- Born: November 1, 1985 (age 39) Phoenix, Arizona, U.S.
- Origin: Phoenix, Arizona, U.S.
- Genres: mathcore, hardcore punk, Metalcore, Southern Metal, Screamo, Post Hardcore
- Occupation(s): Musician, songwriter, author
- Instrument(s): Vocals, Guitar, Bass
- Years active: 2002–present
- Labels: Victory

= Brandon Kellum =

American singer-songwriter

Brandon Kellum (born November 1, 1985), is an American musician, author, philanthropist from Phoenix, Arizona best known as the vocalist of the metalcore band American Standards. He is characterized for his charismatic live performances and philosophical lyrical content.

==Early life and education==
Kellum was born in Phoenix, Arizona. He attended Trevor G. Browne High School and later Arizona State University. He works as a business consultant for a fortune 500 company.

==Musical career==

===Vera Lynne/Movie script ending===
He began his musical career in 2002 as the guitarist for the post hardcore band Vera Lynne which originally performed under the name Movie Script Ending. Vera Lynne was the first of many Monster Energy sponsored artists that went on to play the Vans Warped Tour and play tour dates with bands such as It Dies Today, Still Remains, The Used, As Cities Burn and Avenged Sevenfold. The group disbanded in 2007 after releasing one EP and one LP.

===The Hostage Situation===
After disbanding, Brandon formed the southern metal band The Hostage Situation assuming the position of vocals.
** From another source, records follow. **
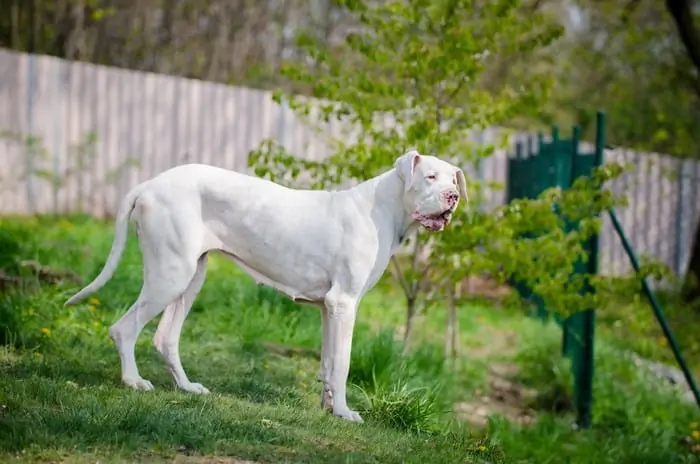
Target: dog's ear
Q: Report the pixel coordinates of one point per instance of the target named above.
(462, 184)
(406, 166)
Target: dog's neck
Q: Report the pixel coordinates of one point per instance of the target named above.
(387, 192)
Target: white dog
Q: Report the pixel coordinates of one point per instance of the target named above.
(319, 247)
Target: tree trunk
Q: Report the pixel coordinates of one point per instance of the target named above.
(452, 330)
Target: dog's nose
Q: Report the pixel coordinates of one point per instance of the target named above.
(451, 197)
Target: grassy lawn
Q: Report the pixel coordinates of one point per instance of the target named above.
(507, 399)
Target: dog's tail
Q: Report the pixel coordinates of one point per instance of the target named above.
(118, 245)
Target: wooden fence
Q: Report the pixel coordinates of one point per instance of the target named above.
(75, 137)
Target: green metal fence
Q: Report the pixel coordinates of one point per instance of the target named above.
(558, 163)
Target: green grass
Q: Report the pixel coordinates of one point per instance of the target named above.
(61, 399)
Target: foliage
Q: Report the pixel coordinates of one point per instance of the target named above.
(82, 159)
(417, 64)
(61, 397)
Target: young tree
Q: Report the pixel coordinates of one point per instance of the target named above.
(422, 65)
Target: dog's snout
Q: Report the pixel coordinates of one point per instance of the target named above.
(451, 197)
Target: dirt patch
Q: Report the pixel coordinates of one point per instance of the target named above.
(484, 287)
(505, 398)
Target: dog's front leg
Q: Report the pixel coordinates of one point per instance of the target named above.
(339, 322)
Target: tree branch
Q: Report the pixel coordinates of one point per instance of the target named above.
(683, 17)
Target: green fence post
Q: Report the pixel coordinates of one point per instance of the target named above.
(581, 326)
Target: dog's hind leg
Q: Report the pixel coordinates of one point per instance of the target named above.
(167, 338)
(170, 248)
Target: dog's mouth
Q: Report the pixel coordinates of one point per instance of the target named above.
(434, 222)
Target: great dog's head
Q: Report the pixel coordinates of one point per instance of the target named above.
(432, 188)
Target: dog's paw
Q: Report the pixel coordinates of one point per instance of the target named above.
(348, 414)
(138, 384)
(194, 387)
The band had a tongue in cheek demeanor and was known for its high energy live shows. After releasing the LP "When I Say Go..." and touring in support of it, Hostage called it quits in 2010.

===American Standards===
In 2011 Brandon joined American Standards. American Standards was when Kellum started incorporating sociopolitical views into his lyrics which included satire and social commentary. This quality found him as a guest on several media outlets such as Alternative Press, Metal Injection, Revolver Magazine, Decibel Magazine and Lambgoat. American Standards has label backing and distribution through Victory Records and has shared the stage with several bands that Kellum has cited as influences, such as; Every Time I Die, The Chariot, Refused, Zao (American band), Comeback Kid, Atreyu and Emery.

===Heart Shaped Canvas===
During this time Kellum founded Heart Shaped Canvas, a nonprofit organization that acts as a collective of artists using their art to raise funds and awareness for the causes they believe in. Through Heart Shaped Canvas, he has hosted benefit shows and released compilation albums supporting organizations such as the American Foundation for Suicide Prevention, Teen Lifeline, Halo Animal Rescue and the American Cancer Society.

===Side projects===
In 2014 Brandon joined Your Young as the bassist, touring, recording and opening for bands such as Converge, Glassjaw and Norma Jean. He is seen playing on the music video for the song 'The Sad, Sad Stories of Sadder Men'.

In 2018, Brandon began hosting nostalgia themed DJ nights such as Break Stuff: Nu Metal Night, Top 8: Myspace Night and Free Skate: Tony Hawk Pro Skater Night.

Brandon has also been a regular guest on music industry panels and podcasts such as Make It Loud, Talk Toomey, As The Story Grows, Brewtally Speaking and Apologue.

Brandon is a regular contributor and staff writer for multiple music based websites such as Yum Yum Music And Arts.

==Family==
He has an older brother named Joe Kellum and mother, Melissa Kellum. His father and grandparents passed of cancer in 2015.